The Cavaliers ended that road trip last night against the Brooklyn Nets. Despite ridiculous efforts from Kyrie Irving and Anderson Varejao, the Cavs found themselves down by 20+ points and ultimately lost 114-101.
Cavs leaders: Points: Varejao, 35; Assists: Irving, 8; Rebounds: Varejao, 18
Ughhhhhhhhhhh:
That was so painful. I've never seen such an enormous difference between a team's starters and its bench. The five starters can basically compete with anybody and that showed in the first quarter. Once the bench unit had to come in the game, however, everything went to shit. The Cavs were outscored 35-12 in the 2nd quarter and were never able to recover. In the second half, the starters came back in and cut the lead to 10....but then the bench had to come back into the game and the lead exploded again. The starters are not the main problem. Tristan Thompson is not the problem. Dion Waiters had a terrible night shooting the ball, but he wasn't that bad. He played within the offense and just missed makable shots. He's a rookie, it happens.

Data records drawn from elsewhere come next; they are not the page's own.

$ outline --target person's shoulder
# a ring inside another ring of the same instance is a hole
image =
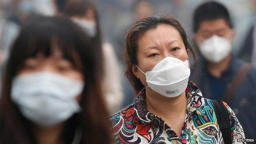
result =
[[[136,112],[134,109],[134,104],[132,103],[110,117],[110,120],[112,125],[114,126],[123,117],[132,116],[135,114],[136,114]]]
[[[136,117],[136,112],[134,109],[134,104],[131,104],[122,109],[120,112],[112,116],[110,121],[112,125],[111,132],[113,135],[118,133],[124,126],[126,121],[133,121]],[[132,126],[132,125],[133,126]],[[134,124],[132,122],[130,126],[135,127]]]

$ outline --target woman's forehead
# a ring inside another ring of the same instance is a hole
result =
[[[149,47],[157,46],[163,43],[166,45],[174,43],[183,43],[178,31],[171,25],[162,25],[155,29],[147,31],[139,39],[138,46],[147,48]]]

I will break this game down into three general themes:
1) Kyrie Irving and Anderson Varejao are really really good.
Irving and Andy combined for 69 points and the team lost by double digits. Both players posted new career-highs in points and ended with absurd stat lines. Varejao had 35 points and 18 rebounds (11 offensive!) and Kyrie had 34 points, 8 assists, 4 rebounds, and 3 steals. The two combined to shoot 25 of 40 (62.5%) from the field. The rest of the team shot 13 of 57 (22.8%). In the 37 minutes that Andy and Ky shared the court, the team was a +4. That means the team was a -17 in the 11 minutes in which they were not on the court at the same time. Again: that's simply ridiculous.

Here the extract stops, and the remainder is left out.